Column: Werkgever loopt fors risico: Hoe maak je er betaalde uren van?

Het is wellicht het grootste probleem voor pensioenadviseurs. Het is in ieder geval een vaak gestelde vraag aan onze helpdesk. Enkele pensioenadviseurs slagen er heel goed in om uren te verkopen en zijn dan ook erg succesvol. Maar vaker laten adviseurs zich verleiden tot vaste tariefafspraken of doet men veel werk voor de klant om een (beheer)contract in de wacht te slepen. Daarbij vergeet men nog wel eens dat advies ook betaald moet worden.

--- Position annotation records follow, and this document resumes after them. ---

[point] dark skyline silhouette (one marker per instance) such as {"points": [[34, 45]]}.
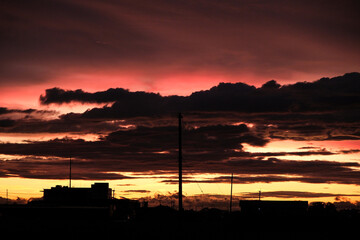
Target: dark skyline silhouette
{"points": [[91, 91]]}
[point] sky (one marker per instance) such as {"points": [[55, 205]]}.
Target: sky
{"points": [[269, 91]]}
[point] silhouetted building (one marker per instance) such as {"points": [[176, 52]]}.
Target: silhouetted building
{"points": [[273, 208], [98, 193]]}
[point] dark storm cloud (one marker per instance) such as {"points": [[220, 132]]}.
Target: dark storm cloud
{"points": [[46, 39], [326, 94], [212, 149], [293, 194], [327, 109]]}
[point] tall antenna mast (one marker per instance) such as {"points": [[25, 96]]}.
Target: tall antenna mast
{"points": [[70, 173], [232, 178], [180, 164]]}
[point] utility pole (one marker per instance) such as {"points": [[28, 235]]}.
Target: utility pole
{"points": [[180, 164], [232, 177], [70, 173]]}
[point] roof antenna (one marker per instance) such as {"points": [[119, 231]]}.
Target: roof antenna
{"points": [[180, 164]]}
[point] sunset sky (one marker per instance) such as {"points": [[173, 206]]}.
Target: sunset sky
{"points": [[269, 91]]}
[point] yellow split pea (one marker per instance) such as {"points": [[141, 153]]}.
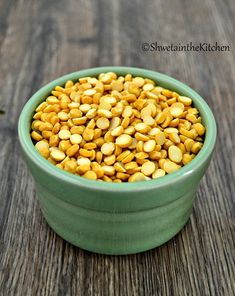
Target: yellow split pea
{"points": [[117, 128]]}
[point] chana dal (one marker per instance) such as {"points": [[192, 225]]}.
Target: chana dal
{"points": [[117, 128]]}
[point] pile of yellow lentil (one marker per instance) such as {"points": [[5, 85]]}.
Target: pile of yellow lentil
{"points": [[117, 128]]}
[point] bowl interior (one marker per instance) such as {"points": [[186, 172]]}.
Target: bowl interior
{"points": [[161, 80]]}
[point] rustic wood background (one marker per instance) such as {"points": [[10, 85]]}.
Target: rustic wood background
{"points": [[41, 40]]}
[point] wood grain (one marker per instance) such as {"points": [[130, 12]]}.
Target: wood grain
{"points": [[41, 40]]}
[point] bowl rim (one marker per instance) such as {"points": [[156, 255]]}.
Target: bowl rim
{"points": [[28, 147]]}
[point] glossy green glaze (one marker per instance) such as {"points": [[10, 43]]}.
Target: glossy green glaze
{"points": [[112, 218]]}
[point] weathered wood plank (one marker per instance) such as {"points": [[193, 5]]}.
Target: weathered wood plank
{"points": [[41, 40]]}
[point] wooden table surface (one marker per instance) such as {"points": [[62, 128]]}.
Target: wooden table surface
{"points": [[41, 40]]}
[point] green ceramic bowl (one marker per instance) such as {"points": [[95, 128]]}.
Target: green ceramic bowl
{"points": [[112, 218]]}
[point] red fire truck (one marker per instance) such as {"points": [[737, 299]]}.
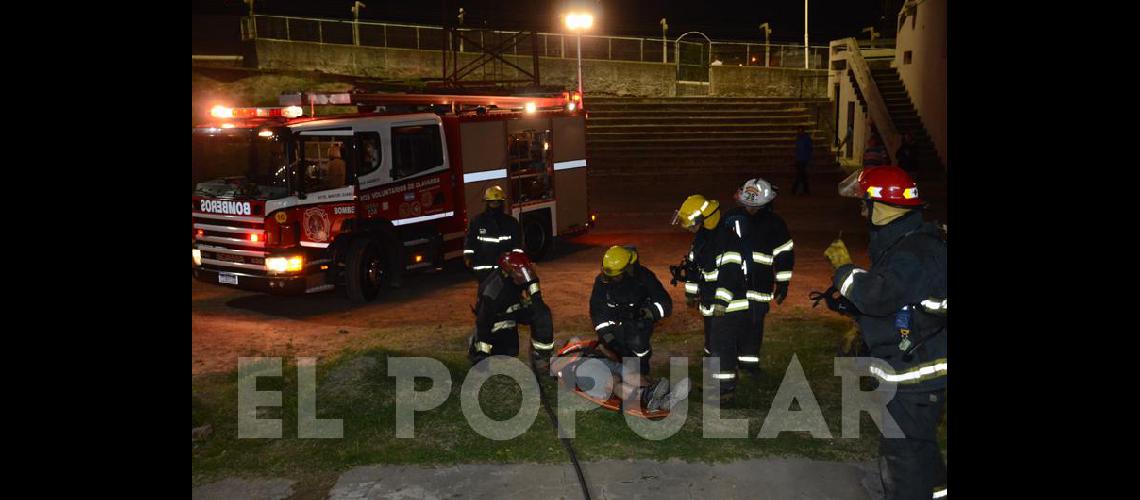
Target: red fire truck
{"points": [[290, 204]]}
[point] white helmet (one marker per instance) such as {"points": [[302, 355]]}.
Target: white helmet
{"points": [[756, 193]]}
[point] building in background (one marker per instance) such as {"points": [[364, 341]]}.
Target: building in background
{"points": [[894, 88]]}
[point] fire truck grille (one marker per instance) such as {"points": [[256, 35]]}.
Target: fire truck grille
{"points": [[230, 243]]}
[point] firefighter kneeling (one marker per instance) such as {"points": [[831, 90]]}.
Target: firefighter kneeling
{"points": [[901, 308], [507, 297], [626, 301], [722, 288]]}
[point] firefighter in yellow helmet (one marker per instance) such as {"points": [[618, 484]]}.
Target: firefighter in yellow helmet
{"points": [[490, 235], [714, 275], [626, 301]]}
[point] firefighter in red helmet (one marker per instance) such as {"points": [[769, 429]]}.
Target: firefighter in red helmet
{"points": [[507, 297], [901, 308]]}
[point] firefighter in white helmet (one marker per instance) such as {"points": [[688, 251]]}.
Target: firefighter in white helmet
{"points": [[490, 235], [768, 261], [717, 284]]}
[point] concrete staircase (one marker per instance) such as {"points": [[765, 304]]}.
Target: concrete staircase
{"points": [[691, 134], [903, 115]]}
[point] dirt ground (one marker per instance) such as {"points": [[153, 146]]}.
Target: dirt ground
{"points": [[432, 311]]}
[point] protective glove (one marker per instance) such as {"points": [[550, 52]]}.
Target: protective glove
{"points": [[837, 254], [648, 313], [608, 335], [781, 292]]}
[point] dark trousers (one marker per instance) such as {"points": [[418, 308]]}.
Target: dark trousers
{"points": [[505, 341], [721, 337], [800, 178], [633, 338], [748, 344], [912, 466]]}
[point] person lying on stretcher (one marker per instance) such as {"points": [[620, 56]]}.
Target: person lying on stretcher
{"points": [[597, 374]]}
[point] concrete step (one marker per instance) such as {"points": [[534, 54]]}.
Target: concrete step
{"points": [[651, 128], [703, 100], [629, 107], [666, 160], [725, 137], [718, 169], [658, 113], [618, 120], [693, 147]]}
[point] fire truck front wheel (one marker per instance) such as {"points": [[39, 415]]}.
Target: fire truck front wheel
{"points": [[365, 270]]}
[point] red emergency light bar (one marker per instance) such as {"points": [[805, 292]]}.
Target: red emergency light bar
{"points": [[287, 112], [424, 99]]}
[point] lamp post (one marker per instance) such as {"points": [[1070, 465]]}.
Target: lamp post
{"points": [[874, 34], [767, 32], [578, 22], [806, 66], [253, 23], [356, 18], [461, 25]]}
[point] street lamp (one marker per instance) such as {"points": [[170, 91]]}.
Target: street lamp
{"points": [[462, 13], [767, 32], [874, 34], [253, 23], [805, 37], [356, 17], [577, 23]]}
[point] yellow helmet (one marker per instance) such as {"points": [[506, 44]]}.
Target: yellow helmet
{"points": [[617, 260], [494, 194], [697, 210]]}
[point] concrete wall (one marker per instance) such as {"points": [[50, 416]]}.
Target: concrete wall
{"points": [[925, 35], [752, 81], [600, 78]]}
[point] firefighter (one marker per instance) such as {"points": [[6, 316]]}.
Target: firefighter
{"points": [[626, 301], [901, 305], [490, 235], [719, 288], [770, 260], [510, 295]]}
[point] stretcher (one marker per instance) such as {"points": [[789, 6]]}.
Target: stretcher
{"points": [[588, 349]]}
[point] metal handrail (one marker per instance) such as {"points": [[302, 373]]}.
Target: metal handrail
{"points": [[874, 103], [250, 32]]}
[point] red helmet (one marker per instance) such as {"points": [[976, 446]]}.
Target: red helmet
{"points": [[889, 185], [519, 267]]}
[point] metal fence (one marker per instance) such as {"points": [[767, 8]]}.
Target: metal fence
{"points": [[550, 44]]}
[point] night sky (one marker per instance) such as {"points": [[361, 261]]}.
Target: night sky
{"points": [[719, 19]]}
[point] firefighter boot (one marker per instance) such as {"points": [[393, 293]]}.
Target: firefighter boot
{"points": [[540, 361], [654, 395]]}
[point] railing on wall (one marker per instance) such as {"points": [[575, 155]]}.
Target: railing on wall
{"points": [[395, 35]]}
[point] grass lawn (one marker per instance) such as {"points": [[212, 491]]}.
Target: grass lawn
{"points": [[366, 408]]}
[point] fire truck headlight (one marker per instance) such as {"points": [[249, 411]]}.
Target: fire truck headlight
{"points": [[285, 264], [221, 112]]}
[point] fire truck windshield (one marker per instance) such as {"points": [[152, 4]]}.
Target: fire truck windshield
{"points": [[238, 163]]}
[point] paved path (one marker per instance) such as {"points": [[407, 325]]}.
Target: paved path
{"points": [[766, 478]]}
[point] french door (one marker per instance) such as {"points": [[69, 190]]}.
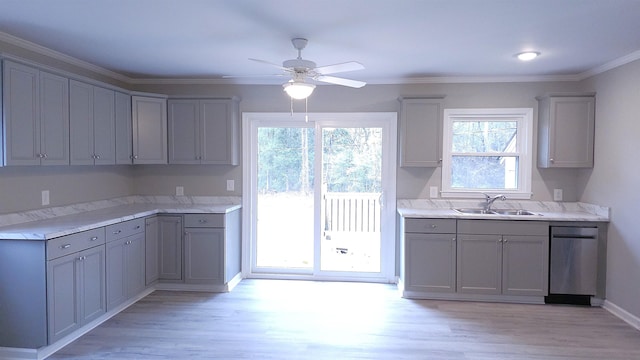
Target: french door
{"points": [[320, 196]]}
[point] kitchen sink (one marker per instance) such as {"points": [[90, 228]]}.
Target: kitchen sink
{"points": [[474, 211], [515, 212]]}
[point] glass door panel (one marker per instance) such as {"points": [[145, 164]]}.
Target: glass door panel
{"points": [[350, 199], [285, 198]]}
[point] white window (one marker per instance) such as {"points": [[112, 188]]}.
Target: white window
{"points": [[487, 151]]}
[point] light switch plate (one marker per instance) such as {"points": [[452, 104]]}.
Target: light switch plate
{"points": [[557, 194]]}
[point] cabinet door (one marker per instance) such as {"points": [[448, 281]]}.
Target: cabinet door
{"points": [[566, 132], [218, 132], [54, 119], [116, 293], [170, 247], [152, 252], [92, 287], [184, 132], [430, 262], [104, 126], [124, 136], [421, 133], [21, 114], [149, 117], [81, 123], [204, 255], [525, 265], [135, 267], [63, 294], [479, 264]]}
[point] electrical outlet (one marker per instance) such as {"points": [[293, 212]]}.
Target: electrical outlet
{"points": [[557, 194], [45, 197]]}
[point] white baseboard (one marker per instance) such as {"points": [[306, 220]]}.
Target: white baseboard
{"points": [[623, 314]]}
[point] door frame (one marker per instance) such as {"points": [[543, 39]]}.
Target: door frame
{"points": [[386, 120]]}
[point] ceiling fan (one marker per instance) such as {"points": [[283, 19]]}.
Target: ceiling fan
{"points": [[301, 69]]}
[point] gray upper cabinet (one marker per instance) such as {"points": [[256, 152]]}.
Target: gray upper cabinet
{"points": [[203, 131], [149, 120], [92, 118], [566, 131], [124, 129], [36, 116], [421, 132]]}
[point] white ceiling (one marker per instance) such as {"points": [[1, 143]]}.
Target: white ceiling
{"points": [[396, 40]]}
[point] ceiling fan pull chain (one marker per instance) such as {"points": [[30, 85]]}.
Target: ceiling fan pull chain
{"points": [[306, 109]]}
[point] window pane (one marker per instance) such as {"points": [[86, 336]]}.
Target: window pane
{"points": [[484, 172], [484, 136]]}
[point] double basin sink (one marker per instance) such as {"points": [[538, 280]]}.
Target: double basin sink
{"points": [[515, 212]]}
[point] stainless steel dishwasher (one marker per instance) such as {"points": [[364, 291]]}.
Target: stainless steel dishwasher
{"points": [[573, 263]]}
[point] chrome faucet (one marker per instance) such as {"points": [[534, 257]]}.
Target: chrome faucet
{"points": [[490, 199]]}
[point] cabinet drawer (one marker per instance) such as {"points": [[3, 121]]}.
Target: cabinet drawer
{"points": [[426, 226], [501, 227], [204, 220], [69, 244], [124, 229]]}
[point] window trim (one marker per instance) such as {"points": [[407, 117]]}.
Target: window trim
{"points": [[524, 117]]}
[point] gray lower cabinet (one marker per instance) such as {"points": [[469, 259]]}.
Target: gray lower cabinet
{"points": [[125, 268], [212, 247], [428, 261], [151, 250], [75, 291], [503, 257], [170, 247]]}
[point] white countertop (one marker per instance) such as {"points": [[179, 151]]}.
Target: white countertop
{"points": [[543, 211], [46, 224]]}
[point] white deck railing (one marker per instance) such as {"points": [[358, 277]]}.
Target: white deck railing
{"points": [[351, 212]]}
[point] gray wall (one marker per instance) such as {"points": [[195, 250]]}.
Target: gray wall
{"points": [[412, 182], [615, 179]]}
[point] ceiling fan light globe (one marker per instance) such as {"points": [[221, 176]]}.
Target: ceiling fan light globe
{"points": [[298, 90]]}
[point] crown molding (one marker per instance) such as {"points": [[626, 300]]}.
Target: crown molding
{"points": [[42, 50], [610, 65]]}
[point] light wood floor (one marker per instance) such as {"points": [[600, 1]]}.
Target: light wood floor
{"points": [[271, 319]]}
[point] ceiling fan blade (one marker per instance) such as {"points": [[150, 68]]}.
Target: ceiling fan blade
{"points": [[340, 81], [271, 64], [342, 67]]}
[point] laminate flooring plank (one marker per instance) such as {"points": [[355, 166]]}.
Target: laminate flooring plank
{"points": [[284, 319]]}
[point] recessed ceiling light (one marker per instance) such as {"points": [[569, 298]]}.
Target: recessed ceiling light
{"points": [[528, 55]]}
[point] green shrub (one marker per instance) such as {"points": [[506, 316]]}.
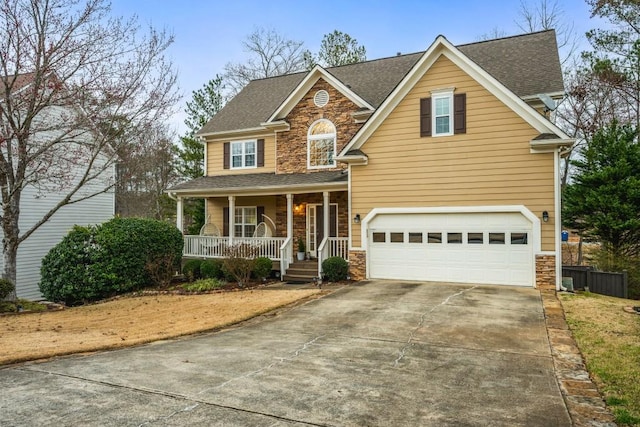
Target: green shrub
{"points": [[262, 268], [211, 269], [191, 269], [6, 288], [335, 269], [204, 285], [96, 262], [67, 272]]}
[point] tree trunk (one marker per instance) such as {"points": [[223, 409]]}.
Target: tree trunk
{"points": [[10, 240], [10, 256]]}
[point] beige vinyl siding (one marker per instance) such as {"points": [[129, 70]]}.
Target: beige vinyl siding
{"points": [[216, 205], [215, 153], [489, 165]]}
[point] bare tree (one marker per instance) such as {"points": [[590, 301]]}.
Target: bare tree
{"points": [[146, 168], [270, 54], [547, 15], [337, 48], [75, 84], [494, 33]]}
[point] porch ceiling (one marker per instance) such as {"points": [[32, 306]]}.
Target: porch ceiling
{"points": [[262, 184]]}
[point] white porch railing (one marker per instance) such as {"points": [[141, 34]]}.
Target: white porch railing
{"points": [[214, 247], [286, 252], [330, 247]]}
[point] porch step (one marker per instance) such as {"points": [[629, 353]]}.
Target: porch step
{"points": [[301, 272]]}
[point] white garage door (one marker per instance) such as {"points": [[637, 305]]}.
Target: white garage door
{"points": [[492, 248]]}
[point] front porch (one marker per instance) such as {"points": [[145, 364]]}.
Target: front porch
{"points": [[272, 219], [279, 249]]}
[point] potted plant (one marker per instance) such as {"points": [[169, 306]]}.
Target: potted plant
{"points": [[301, 249]]}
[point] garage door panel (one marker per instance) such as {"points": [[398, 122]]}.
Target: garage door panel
{"points": [[473, 260]]}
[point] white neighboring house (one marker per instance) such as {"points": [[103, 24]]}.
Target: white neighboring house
{"points": [[36, 202], [95, 210]]}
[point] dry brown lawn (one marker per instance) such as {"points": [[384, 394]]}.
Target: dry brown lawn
{"points": [[130, 321], [609, 339]]}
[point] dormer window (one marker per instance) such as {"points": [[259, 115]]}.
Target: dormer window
{"points": [[321, 145]]}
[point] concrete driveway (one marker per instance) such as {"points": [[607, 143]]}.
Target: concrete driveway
{"points": [[379, 353]]}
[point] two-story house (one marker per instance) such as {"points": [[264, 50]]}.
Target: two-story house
{"points": [[438, 166]]}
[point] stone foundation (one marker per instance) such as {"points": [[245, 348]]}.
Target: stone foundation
{"points": [[546, 272], [358, 265]]}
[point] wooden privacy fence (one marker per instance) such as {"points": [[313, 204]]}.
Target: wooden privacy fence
{"points": [[600, 282]]}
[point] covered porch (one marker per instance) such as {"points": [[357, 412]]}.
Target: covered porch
{"points": [[270, 216]]}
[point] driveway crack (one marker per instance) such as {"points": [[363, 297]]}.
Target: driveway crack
{"points": [[279, 361], [409, 343]]}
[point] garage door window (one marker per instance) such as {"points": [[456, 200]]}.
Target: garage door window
{"points": [[379, 237], [415, 237], [519, 238], [434, 238], [496, 238], [475, 238], [454, 237], [396, 237]]}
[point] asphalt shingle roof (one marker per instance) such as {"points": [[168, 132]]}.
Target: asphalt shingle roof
{"points": [[527, 64], [261, 181]]}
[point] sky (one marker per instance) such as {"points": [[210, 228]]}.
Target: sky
{"points": [[209, 33]]}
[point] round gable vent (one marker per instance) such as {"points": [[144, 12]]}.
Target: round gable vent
{"points": [[321, 98]]}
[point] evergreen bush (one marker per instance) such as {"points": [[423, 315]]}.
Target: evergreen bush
{"points": [[335, 269], [96, 262], [192, 269], [262, 268], [6, 288]]}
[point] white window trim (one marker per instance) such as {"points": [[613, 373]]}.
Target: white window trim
{"points": [[318, 137], [243, 223], [244, 154], [441, 94]]}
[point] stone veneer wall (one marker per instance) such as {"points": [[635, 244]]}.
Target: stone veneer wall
{"points": [[291, 146], [546, 272], [300, 217], [358, 265]]}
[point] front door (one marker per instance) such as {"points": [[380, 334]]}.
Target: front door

Zo werd ik onlangs gebeld door een pensioenadviseur die nog maar kort bij ons is aangesloten. Hij had een vraag over een pensioenregeling die hij beheert voor een onderneming (en waarover hij adviseert). Hier werken acht personen en twee daarvan doen niet mee met de pensioenregeling. Zij hebben een afstandsovereenkomst getekend. De adviseur heeft de werkgever gewezen op het risico dat hij hiermee loopt. De werkgever heeft op zijn beurt nogmaals de vraag gesteld aan de werknemers of ze echt niet willen meedoen. Ook de werknemers blijven weigeren, dus het wijzen op het risico heeft niet geholpen. Of ik de adviseur in deze kwestie kan helpen. Hoe kan hij hier uren op verkopen, is de vraag.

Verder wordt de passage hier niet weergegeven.